Le 25 septembre 1954, le préfet Vaujour écrit à M. Queuille, alors vice-président du conseil :

«  Les séparatistes se battent entre eux Mais des renseignements précis me permettent de redouter de les voir passer à l'action directe avant un mois. Et ce mouvement sera très vaste. Il atteindra les zones les plus dures de l'Algérie et certaines villes. Si nous n'y prenons garde, le petit groupe d'activistes qui a pris la tête d'une nouvelle action clandestine va essayer d'embraser l'Algérie à la faveur des événements des terroristes voisins.

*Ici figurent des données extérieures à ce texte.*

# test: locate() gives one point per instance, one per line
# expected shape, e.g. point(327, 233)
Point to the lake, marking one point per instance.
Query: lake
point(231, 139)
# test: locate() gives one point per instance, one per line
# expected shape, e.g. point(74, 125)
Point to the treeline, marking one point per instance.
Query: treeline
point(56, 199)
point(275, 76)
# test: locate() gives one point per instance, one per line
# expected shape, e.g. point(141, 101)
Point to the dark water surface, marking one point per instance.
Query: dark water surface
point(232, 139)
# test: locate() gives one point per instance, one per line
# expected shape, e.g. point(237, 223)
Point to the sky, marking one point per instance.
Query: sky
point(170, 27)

Ce sera une flambée brutale, généralisée, et qui risque de nous placer dans une situation difficile si nous n'avons pas les moyens de faire face partout en même temps M. Léonard a, je le sais, alerté Paris

Je suis persuadé que nous allons vivre des heures graves ... Nous sommes à la veille d'attentats, peut-être même de soulèvements dans les régions où les bandits tiennent le maquis depuis des années. Cette fois ce ne sera pas une action sporadique et localisée ... »

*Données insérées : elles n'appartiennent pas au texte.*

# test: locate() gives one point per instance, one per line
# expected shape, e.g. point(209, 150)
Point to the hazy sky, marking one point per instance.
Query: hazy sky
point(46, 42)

Le 10 octobre 1954, dans une maison de «Climat de France», au dessus de Bab el Oued, 6 des 9 chefs historiques de la révolution algérienne (Rabah Bitat, Mostefa BenBoulaid, Mourad Didouche, Mohamed Boudiaf, Belkacem Krim et Larbi Ben M'Hidi) transforment le CRUA en FLN, créent l'ALN et décident de la date du déclenchement de l'insurrection pour le 1er novembre, puis vont se faire photographier en groupe avenue de la Marne à Bab el Oued. Les 3 autres chefs historiques (Mohamed Khider, Ahmed Ben Bella et Hocine Aït Ahmed) sont au Caire.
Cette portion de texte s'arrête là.